Афатики особо чувствительны к мимике и тону, им не солжешь, – а как обстоят дела с теми, у кого все наоборот, кто потерял ощущение выразительности и интонации, полностью сохранив при этом способность понимать слова? У нас есть и такие пациенты – они содержатся в том же отделении, хотя, вообще говоря, страдают не от афазии, а от агнозии, или, еще точнее, от так называемой тональной агнозии.
Выразительных аспектов голоса для этих пациентов не существует. Они не улавливают ни тона, ни тембра, ни эмоциональной окраски – им вообще недоступны характер и индивидуальность голоса. Слова же и грамматические конструкции они понимают безупречно.
Такие тональные агнозии (их можно назвать «апросодиями») связаны с расстройствами правой височной доли мозга, тогда как афазии вызываются расстройствами левой.
В тот день речь президента в отделении афатиков слушала и Эмили Д., пациентка с тональной агнозией, вызванной глиомой в правой височной доле. Это дало нам редкую возможность увидеть ситуацию с противоположной точки зрения. В прошлом эта женщина преподавала английский язык и литературу и сочиняла неплохие стихи; таланты ее были связаны с обостренным чувством языка и недюжинными способностями к анализу и самовыражению. Теперь же звуки человеческой речи лишились для нее всякой эмоциональной окраски – она не слышала в них ни гнева, ни радости, ни тоски. Не улавливая выразительности в голосе, она вынуждена была искать ее в лице, во внешности, в жестах, обнаруживая при этом тщание и проницательность, которых ранее никогда за собой не замечала. Однако и здесь возможности Эмили Д. были ограничены, поскольку зрение ее быстро ухудшалось из-за злокачественной глаукомы.

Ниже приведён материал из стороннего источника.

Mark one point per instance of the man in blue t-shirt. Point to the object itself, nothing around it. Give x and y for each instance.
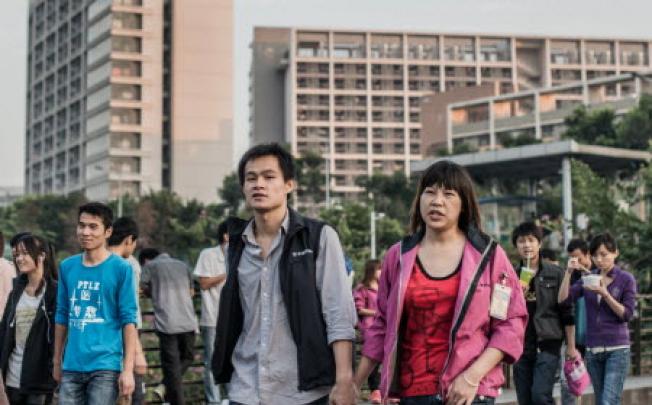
(95, 317)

В результате единственным выходом для нее было напряженное внимание к точности словоупотребления, и она требовала этого не только от себя, но и от всех окружающих. Ей становилось все труднее следить за болтовней и сленгом, за иносказательной и эмоциональной речью, и она постоянно просила собеседников говорить прозой – «правильными словами в правильном порядке». Она открыла для себя, что хорошо построенная проза может в какой-то мере возместить оскудение тона и чувства, и таким образом ей удалось сохранить и даже усилить выразительность речи в условиях прогрессирующей утраты ее экспрессивных аспектов; вся полнота смысла теперь передавалась при помощи точного выбора слов и значений.

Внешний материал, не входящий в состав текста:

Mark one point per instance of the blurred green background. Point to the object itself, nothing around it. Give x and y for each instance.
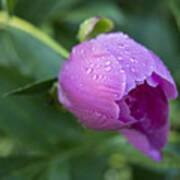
(39, 140)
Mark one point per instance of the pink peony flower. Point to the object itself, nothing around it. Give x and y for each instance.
(114, 83)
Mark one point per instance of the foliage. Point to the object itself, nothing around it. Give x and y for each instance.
(39, 139)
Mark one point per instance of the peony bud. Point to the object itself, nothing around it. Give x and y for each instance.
(114, 83)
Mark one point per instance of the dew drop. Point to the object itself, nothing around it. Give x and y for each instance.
(132, 69)
(132, 60)
(119, 58)
(94, 77)
(89, 70)
(108, 62)
(108, 68)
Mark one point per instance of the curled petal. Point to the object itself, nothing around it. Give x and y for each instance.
(149, 106)
(90, 82)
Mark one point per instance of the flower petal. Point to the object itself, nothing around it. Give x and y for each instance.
(134, 58)
(89, 83)
(150, 133)
(162, 76)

Эмили Д. слушала президента с каменным лицом, с какой-то странной смесью настороженности и обостренной восприимчивости, что составляло разительный контраст с непосредственными реакциями афатиков. Речь не тронула ее – Эмили Д. была теперь равнодушна к звукам человеческого голоса, и вся искренность и фальшь скрытых за словами чувств и намерений остались ей чужды. Но помимо эмоциональных реакций, не захватило ли ее содержание речи? Никоим образом.

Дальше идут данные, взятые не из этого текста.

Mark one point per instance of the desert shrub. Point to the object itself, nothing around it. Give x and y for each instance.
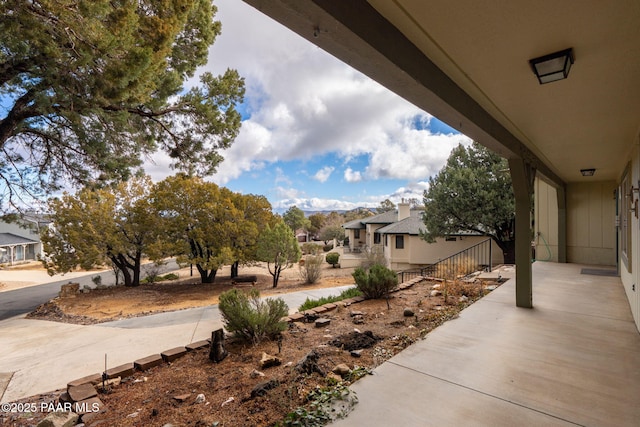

– Говорит неубедительно, – с привычной точностью объяснила она. – Правильной прозы нет. Слова употребляет не к месту. Либо он дефективный, либо что-то скрывает.
Выступление президента, таким образом, не смогло обмануть ни Эмили Д., приобщившуюся к таинствам формальной прозы, ни афатиков, глухих к словам, но крайне чутких к интонациям.
Здесь кроется занятный парадокс. Президент легко обвел вокруг пальца нас, нормальных людей, играя, среди прочего, на вечном человеческом соблазне поддаться обману («Populus vult decipi, ergo decipiatur»). У нас почти не было шансов устоять. Столь коварен оказался союз фальшивых чувств и лживых слов, что лишь больные с серьезными повреждениями мозга, лишь настоящие дефективные смогли избежать западни и разглядеть правду.